DataKitchen DataOps Documention

Container Nodes

Nodes that run scripts and tools.

DataKitchen uses Docker containers to package code, runtime scripts, tools, and other settings so that a process executes efficiently and reliably without requiring custom infrastructure.

Container Nodes reference container images which become Docker containers at runtime, isolating a process from the environment to ensure that it runs the same way every time.
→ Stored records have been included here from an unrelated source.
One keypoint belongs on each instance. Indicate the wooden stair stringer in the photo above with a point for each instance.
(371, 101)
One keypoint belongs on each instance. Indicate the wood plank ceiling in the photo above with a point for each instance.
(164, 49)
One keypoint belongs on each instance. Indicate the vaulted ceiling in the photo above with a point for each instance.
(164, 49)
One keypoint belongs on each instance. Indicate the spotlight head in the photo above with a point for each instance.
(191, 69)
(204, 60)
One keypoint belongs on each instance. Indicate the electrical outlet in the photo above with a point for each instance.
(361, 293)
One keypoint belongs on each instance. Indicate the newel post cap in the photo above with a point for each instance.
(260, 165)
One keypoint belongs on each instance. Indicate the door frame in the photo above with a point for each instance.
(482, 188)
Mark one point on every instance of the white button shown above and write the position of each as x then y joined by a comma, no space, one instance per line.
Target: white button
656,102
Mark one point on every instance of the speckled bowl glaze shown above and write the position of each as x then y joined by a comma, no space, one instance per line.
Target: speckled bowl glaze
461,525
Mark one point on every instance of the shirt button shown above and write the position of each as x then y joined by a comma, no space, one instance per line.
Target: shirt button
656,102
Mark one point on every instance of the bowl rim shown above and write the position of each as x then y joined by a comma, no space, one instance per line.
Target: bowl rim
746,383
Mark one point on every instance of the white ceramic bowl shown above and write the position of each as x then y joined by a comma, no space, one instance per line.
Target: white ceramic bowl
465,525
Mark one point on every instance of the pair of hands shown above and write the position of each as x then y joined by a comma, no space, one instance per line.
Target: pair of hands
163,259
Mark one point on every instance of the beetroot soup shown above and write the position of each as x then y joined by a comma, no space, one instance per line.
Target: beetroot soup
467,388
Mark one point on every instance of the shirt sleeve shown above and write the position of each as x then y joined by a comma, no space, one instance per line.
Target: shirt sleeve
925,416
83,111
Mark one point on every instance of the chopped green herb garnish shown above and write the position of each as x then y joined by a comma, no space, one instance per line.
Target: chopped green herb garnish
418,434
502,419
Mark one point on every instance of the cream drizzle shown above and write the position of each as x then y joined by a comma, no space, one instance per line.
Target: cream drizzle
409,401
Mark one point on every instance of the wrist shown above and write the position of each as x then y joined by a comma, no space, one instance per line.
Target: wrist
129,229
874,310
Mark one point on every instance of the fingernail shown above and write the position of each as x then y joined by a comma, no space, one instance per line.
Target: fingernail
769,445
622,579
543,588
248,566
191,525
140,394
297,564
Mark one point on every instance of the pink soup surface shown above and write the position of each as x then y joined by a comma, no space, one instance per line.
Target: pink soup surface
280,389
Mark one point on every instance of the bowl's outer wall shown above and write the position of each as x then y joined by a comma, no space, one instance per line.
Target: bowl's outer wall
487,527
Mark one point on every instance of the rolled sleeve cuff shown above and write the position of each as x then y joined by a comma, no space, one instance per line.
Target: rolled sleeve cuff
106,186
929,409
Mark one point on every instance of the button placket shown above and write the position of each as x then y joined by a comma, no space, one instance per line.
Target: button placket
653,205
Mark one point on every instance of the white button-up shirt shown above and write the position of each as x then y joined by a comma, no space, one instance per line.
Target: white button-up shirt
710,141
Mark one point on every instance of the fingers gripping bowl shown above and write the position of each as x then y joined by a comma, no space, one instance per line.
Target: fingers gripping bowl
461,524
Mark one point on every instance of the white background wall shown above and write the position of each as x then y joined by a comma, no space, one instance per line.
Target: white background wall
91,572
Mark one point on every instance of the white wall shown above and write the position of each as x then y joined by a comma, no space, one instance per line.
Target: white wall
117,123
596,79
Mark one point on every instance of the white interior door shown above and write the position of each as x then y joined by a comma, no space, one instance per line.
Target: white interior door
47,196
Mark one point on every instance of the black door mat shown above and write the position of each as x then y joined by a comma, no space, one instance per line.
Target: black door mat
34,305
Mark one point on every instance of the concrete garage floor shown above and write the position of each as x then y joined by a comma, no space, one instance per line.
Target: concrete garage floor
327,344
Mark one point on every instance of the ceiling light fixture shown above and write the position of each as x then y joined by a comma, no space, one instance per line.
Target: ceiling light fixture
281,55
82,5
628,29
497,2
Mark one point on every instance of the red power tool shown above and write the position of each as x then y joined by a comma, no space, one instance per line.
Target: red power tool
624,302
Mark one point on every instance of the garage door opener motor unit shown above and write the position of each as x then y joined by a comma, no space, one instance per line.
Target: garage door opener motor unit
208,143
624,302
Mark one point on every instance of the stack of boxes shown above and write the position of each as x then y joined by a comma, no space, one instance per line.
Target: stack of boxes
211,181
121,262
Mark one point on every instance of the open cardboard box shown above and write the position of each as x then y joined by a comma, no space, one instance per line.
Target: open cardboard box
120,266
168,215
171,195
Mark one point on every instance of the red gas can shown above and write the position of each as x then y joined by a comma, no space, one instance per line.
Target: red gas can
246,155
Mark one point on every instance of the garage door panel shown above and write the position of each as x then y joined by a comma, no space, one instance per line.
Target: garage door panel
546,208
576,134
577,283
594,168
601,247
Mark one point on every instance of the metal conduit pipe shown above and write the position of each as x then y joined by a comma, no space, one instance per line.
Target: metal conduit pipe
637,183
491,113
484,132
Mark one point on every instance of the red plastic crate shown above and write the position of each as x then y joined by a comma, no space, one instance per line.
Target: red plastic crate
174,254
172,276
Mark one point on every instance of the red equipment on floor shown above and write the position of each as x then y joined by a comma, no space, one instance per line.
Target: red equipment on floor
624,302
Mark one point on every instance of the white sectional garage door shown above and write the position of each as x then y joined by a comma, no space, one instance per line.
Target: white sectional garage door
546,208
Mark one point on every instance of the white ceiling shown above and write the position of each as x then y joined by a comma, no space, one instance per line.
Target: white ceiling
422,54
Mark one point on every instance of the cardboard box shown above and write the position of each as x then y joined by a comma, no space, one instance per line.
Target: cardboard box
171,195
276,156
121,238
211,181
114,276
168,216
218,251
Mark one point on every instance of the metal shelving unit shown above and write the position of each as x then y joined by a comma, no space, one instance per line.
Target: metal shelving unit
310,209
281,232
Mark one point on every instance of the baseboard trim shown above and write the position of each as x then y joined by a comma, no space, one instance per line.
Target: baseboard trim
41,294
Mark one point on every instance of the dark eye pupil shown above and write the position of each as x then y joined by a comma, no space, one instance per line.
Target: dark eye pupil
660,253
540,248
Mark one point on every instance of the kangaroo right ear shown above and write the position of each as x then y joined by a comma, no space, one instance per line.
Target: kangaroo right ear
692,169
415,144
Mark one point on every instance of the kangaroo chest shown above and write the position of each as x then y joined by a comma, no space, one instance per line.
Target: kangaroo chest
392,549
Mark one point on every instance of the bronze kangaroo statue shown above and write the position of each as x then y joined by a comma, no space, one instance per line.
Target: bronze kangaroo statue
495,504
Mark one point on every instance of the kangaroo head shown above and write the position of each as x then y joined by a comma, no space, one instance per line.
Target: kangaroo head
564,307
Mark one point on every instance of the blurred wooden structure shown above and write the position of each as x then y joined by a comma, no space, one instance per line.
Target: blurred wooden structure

DataKitchen provides a number of analytic container images that support any database, computing, programming, provisioning, data visualization, reporting, and business intelligence tools an organization requires.

Tool Support

Container nodes support the use of essentially any tool in the analytics toolchain, including scripts (Python, Java, Shell, etc.) and GUI tools like Jupyter and Tableau notebooks. Any DataKitchen container image available on Docker Hub may be leveraged in support of a tool in your toolchain.

DataKitchen Provides Many Standard I/O Connectors

For a list of DataKitchen supported standard I/O connectors that do not require the use of container nodes see Data Sources & Sinks documentation.

Container Images

DataKitchen provides a number of analytic container images that you can use directly or as bases on which you can build containers and add tools and proprietary libraries. The General Purpose Container (GPC) has a standard configuration and several pre-installed tools to get users started quickly with their recipe building.

See General Purpose Container for more information. And, find the GPC image on Docker Hub. Find other DataKitchen container images on Docker Hub as well.

DataKitchen Supports Alternative Container Image Hosts

Configure a connection to an alternative to DockerHub by editing the Docker Registry URL field of a Container Node's notebook.json file. This is the dockerhub-url field in the raw JSON.

Example value
http://containerhosting.website.com:5000/

Container Node Source Images

The container used for container nodes can be built directly from DataKitchen's analytic container, or a closely related derivative. Alternatively, users can leverage their own custom-built images for container nodes. In these cases, the node's notebook.json should include the following configuration.

"analytic-container": false,
"command-line": "[OPTIONAL COMMAND]"

Here, the "[OPTIONAL COMMAND]" may be something like:

"/bin/bash -c \"echo 'Hello world' > output.txt\""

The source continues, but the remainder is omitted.